Where Does it Hurt?
American hospital administrator, Albert T. Hopfnagel (Peter Sellers), runs his place of work with a shrewd mind, a sly demeanor, and a sky-high profit. But not only that though, oh no, he also manages to goad and coarse whomever is in his sight – nurses, doctors, and patients alike – just like an organ grinder orchestrating their monkey.
Now a good example of this would be when an unemployed and recently divorced simpleton, Lester Hammond Rick Lenz) comes to Albert’s hospital concerned with a slight back twinge. You see, the doctors, the nurses, and the specialist, all cart Lester through a series of unneeded check-ups, trying their best to keep him within their care, just so that Lester can pay though the teach for this ‘privilege’. Moreover, they also take out his prostrate too – an unnecessary procedure that they try to cover up with garbled rhetoric and lofty remarks.
Thankfully, over time, Lester comes to realize the true nature behind Albert's shoddy ploy, and he tells the Hospital Commissioner about this. Unfortunately, though, the Commissioner cannot do anything with any proof.
So what does Lester do next? Correct – finds the proof.
Still, through his own devious ways and means, Albert figures out what Lester is up to, and he hides his tracks by bribing, blackmailing, and cajoling both doctors and nurses – which ultimately results in him buying off Lester with a medical policy.
So it all works out A1 for Albert – or does it?
No, the doctors on the board are none too happy with Albert’s shenanigans, and they fire him – kind of – leading Albert once again to get out of trouble any which way he can – although receptionist, Alice Gilligan (Jo Ann Pflug), and blood clinician, Nishimoto (Pat Morita),try to bar his path.
But wait one minute – Lester has another plan!
Well, that is why what next transpires is jovial, lyrical, shred game of doctors and nurses, and entails a mariachi band. As nurses fight – doctors celebrate – Commissioner’s strike – patients are shown the knife – and Albert... hmmm... not telling... as it may hurt.
Now in my most humble opinion, 'Where Does It Hurt' is a film with one simple ailment – it is an American film that should have been made in England. However, to counteract this statement completely, it is a film with a very British core, whilst at the same time dealing with an issue that is largely American based.
Well, you see, what I mean by this, is that in Britain, there is the National Health Service, so ‘paying for care’ is perceived as being a privileged thing to do. Where as in America this is part of the norm, and is a system in place that has been accepted for quite some time now (kind of accepted).

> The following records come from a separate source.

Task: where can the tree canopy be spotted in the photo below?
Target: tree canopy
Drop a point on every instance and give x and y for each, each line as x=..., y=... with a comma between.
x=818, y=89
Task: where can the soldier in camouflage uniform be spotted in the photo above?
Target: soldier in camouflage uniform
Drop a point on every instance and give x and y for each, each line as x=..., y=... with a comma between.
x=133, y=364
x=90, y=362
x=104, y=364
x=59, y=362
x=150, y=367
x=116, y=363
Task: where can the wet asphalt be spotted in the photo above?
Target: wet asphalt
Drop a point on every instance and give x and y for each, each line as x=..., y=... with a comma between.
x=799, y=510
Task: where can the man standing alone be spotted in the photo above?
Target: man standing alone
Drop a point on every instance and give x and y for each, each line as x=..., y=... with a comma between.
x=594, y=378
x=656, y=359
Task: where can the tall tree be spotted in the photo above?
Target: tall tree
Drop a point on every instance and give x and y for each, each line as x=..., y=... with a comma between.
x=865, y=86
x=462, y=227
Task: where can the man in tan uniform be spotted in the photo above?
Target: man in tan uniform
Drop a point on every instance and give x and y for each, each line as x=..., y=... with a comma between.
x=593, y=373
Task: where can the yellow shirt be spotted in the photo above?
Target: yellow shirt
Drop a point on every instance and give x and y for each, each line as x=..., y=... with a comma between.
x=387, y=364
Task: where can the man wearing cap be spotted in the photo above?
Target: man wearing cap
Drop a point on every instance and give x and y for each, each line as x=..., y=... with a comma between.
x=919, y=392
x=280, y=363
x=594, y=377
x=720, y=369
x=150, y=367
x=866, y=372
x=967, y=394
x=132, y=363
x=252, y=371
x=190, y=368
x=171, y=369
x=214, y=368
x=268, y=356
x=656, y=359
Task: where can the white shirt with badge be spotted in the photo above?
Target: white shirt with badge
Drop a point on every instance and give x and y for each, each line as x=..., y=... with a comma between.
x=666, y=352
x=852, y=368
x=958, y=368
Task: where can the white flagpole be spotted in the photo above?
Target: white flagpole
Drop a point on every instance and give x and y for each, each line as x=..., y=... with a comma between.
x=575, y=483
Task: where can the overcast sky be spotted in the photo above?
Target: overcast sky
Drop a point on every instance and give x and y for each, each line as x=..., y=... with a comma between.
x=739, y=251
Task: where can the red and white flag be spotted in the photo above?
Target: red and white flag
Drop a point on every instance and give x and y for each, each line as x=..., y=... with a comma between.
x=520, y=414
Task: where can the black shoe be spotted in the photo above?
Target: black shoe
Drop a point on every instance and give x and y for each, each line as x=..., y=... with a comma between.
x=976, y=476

OK, so why did I say that this American film has ‘a very British core’ then? Well, personally speaking of course, I found that the way in which the initial pretext of this movie – of a profiteering hospital – handles this ‘issue’, is by taking the piss out of this ideology too the extreme. For example: (1) The British comedic actor, Peters Sellers, having that slightly aloof demeanor within scenes, although he is playing his part like an American used car salesman. (2) The way that the double entendres, the rascal slurs, and the overall farcical structure of this film seems to quip and parry in that very congenial ‘carry on’ type way. And (3) Plus lets not forget that the director of this film – Rodney Amateu – adapted this film from a book he that wrote, as well as coming from a television background that was primarily influenced on subsequent European flair (i.e. 'The Phil Silvers Show' and 'Faulty Towers')
Still, taking all of this into consideration, is 'Where Does It Hurt?' any good or what? Well, I kind of dug it - as it has that seventies vibe, farcical narrative, satirical tone, and all in all is a very fun film to watch. Moreover, I just found that Peter stole the show really, as whenever he was on screen you wanted more. And whenever was not, you wanted to know where he was – it’s that type of a film. Plus, in places, there are a number of moment’s which can make you blush – such as the racism and sexism exhibited in this film. But by in large it is just fun-fun-fun, primarily down to loon who was a goon, Peter Sellers. Also, it is not as polished or stylized as I would have hoped it would be – and I swear that Pat Morita is being dubbed – though it is still very watch able.
Ultimately, this is a film of its time, but with a message that is still very relevant today. Well, are all American doctors money grabbing b*stards? I hope not. Just as I hope that any fan of Peter Sellers or Anglo-American farces – such as 'Whoops Apocalypse' – would give this film a shot.
Not a shot of drugs, but a shot of kindness.